Originally Posted by thirugata (Post 5679155)
So 1 Rs invested in all the above 4 indices on Jan1 2004 would have become as follows as on Dec 31st 2022.

Nifty - 9.09
Nifty Jr - 11.81
Midcap 100 - 12.42
Smallcap 100 - 8.65.

Now as you can see, there is not much of a difference between what is considered to be the cream (Nifty) and what is considered to be the least quality ( Smallcap).
NiftyJr and Midcap 100 have nothing much to differentiate between them and outperformed Nifty.

Quote:

Originally Posted by wocanak (Post 5679328)
First, the return calculation should be based on the total return index (TRI) and not just the normally quoted index values to take into account the dividends. For the NSE indices you can get the historic normal and TRI values from the NSE website.

Second, everything follows a cycle of ups and downs, and different indices may have differing cycles. So you don't want to just measure returns between fixed dates, you need to do rolling returns to average out the cyclical variation.

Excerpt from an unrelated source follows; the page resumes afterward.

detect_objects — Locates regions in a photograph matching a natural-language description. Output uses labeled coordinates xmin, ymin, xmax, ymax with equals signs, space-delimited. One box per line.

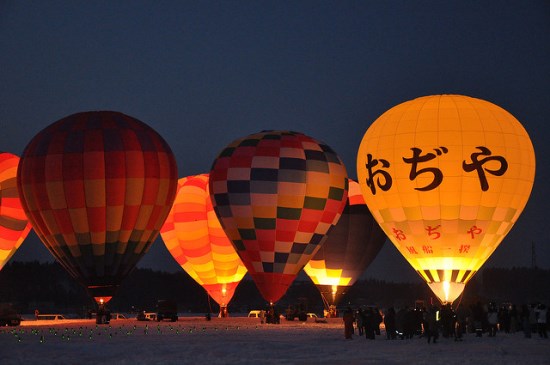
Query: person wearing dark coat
xmin=424 ymin=307 xmax=439 ymax=343
xmin=342 ymin=308 xmax=355 ymax=340
xmin=384 ymin=307 xmax=396 ymax=340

For equity it could be 5 year or 10 year rolling returns from 2004 to till date.

Thanks for sharing this, gentlemen.

To my layman eyes, all I can see is:Isn't that enough of a difference, and enough of a deterrent, from having too much exposure to Small Cap funds, and probably a sign to increase more exposure to predominantly Large Cap and to a lesser extent Mid Cap funds?

Quote:

Originally Posted by carboy (Post 5679359)
Asking a question for a non-tech savvy person of age nearing 60 - if the AMC (HDFC or ICICI MF AMCs) is contacted will their representative come home to fill forms & set up SIP for an Index fund (Direct) - the amount will be substantial.

Nowadays they do it, but better go to their branch office since its your precious money accumulated.